Perbedaan itu meliputi ketebalan dan struktur tulang, sifat otot dan juga tingkat metabolisme tubuh. Jadi jika Anda ingin memperbaiki tubuh agar lebih ideal, sebaiknya anda pahami dahulu tipe tubuh Anda. Karena akan mempengaruhi ketepatan program latihan fitnes untuk diri Anda.

Progam latihan fitnes yang efektif memurut tipe tubuh

A. Program latihan fitnes untuk badan yang kurus (ectomoprh)

Ciri-ciri tipe ini adalah berbadan kurus, massa otot kecil, dan berat badan susah untuk betambah memski makannya banyak. Selain itu tipe ectomorph ini memiliki ukuran pinggang yang kecil dan lebar bahu kecil.

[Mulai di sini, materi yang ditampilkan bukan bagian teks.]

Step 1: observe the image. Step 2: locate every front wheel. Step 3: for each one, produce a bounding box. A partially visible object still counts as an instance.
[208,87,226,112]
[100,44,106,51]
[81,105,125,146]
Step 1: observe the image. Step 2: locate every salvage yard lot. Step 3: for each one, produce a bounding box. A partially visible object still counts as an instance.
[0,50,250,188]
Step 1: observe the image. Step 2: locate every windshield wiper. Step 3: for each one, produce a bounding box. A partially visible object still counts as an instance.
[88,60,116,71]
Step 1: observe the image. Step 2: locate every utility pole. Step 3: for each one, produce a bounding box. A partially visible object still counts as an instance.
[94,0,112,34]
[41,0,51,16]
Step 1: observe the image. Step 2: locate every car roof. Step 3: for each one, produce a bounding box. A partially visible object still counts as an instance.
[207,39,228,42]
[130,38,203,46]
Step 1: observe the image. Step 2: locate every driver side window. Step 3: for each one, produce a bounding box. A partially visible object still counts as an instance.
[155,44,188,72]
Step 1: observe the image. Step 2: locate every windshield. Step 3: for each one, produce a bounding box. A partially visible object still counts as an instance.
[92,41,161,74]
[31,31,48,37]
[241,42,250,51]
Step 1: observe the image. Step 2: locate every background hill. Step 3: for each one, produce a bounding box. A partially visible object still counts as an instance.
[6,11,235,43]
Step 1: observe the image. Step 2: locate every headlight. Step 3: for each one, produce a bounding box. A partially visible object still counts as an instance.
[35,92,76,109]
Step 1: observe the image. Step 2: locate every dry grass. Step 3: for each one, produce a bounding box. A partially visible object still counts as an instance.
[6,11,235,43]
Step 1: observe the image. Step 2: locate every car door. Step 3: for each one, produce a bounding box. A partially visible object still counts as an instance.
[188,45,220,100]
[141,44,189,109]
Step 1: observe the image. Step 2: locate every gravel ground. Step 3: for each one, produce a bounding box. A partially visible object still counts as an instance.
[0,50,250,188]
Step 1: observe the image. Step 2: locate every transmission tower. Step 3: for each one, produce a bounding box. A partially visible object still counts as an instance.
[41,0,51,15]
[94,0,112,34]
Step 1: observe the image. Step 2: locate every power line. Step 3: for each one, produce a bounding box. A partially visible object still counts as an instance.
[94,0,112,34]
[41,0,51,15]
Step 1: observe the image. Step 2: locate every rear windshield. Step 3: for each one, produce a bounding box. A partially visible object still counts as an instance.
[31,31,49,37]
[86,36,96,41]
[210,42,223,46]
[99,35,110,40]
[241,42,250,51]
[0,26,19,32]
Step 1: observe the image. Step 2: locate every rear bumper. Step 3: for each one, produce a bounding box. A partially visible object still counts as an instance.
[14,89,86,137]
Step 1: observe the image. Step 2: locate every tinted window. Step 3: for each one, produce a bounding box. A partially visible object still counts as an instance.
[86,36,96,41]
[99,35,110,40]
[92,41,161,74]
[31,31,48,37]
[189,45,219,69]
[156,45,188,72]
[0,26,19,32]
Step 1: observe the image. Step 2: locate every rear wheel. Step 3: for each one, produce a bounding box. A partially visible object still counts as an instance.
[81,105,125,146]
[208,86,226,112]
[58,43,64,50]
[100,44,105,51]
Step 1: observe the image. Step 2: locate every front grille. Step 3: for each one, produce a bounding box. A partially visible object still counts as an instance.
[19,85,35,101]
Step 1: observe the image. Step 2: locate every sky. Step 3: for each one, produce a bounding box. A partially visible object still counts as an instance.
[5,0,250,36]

Tipe orang seperti ini susah untuk menambah massa otot dan juga berat badannya, biasa disebut dengan istilah hardgainer. Orang yang memiliki tipe ini tingkat metabolismenya tinggi dan proses pembakaran lemak sangat cepat. Sehingga berat badanpun akan susuh bertambah.

Beberapa latihan fitnes yang efektif dan bagus buat tipe badan ectomorph

> Aturlah pola makan dengan baik serta asupan protein tinggi ditambah.
> Latihan angkat beban agar bisa menambah massa otot, dengan begitu berat badan akan bertambah.
> Ketika latihan fitnes jangan berlebihan, namun lebih banyak waktu untuk istirahat. Ini beraitan dengan proses metabolisme yang tinggi.

B. Program latihan fitnes untuk badan atletis ( mesomorph)

Ciri dari tubuh tipe mesomorph yaitu berat dan tinggi badan ideal, tidak gemuk dan juga tidak kurus. Badan tipe ini adalah badan yang sangat mudah untuk dibentuk dengan latihan beban (fitnes). Karena orang yang ini sudah berotot terbentuk secara alami.

Dari segi keseimbangan metabolisme juga bagus. Sehingga program altihannyapunakan lebih mudah dan simpel daripada tipe ectomorph dan endomorph.

Beberapa latihan fitnes yang efektif untuk tubuh jenis atletis





> Ketika latihan angkat beban usahakan semua otot badan juga dilatih. Jangan hanya sebagian otot saja.
> Ketika latihan Anda bisa menggunakan waktu lebih lama antara 60-90 menit.
> Gunakan repetisi rendah 4-6 repetisi dan jika menggunakan repetisi tinggi usahakan pada kisaran 15-20 repetisi saja.

C. Program latihan fitnes paling efektif untuk badan tipe endomorph

Ciri dari Tubuh endomorph diantaranya adalah bentuk tubuh yang bulat, gemuk, besar, berat badan begitu gampang naik namun susah untuk di turunkan. Badan endomorph mempunyai kandungan lemak yang tinggi pada badan karna endomorph bisa menaruh lemak dalam jumlah besar pada badan. Ukuran paha serta pinggang badan endomorph relatif lebih lebar.
Endomorph mempunyai metabolisme badan yang rendah hingga berat tubuh gampang naik walaupun cuma dengan makan sedikit. Sehingga untuk mempunyai badan yang ideal, orang jenis tipe ini haruslah kerja keras dalam latihannya. Sering lakukan olahraga dan juga angkat beban yang rutin. itu dilakukan untuk membakar lebih banyak kalori.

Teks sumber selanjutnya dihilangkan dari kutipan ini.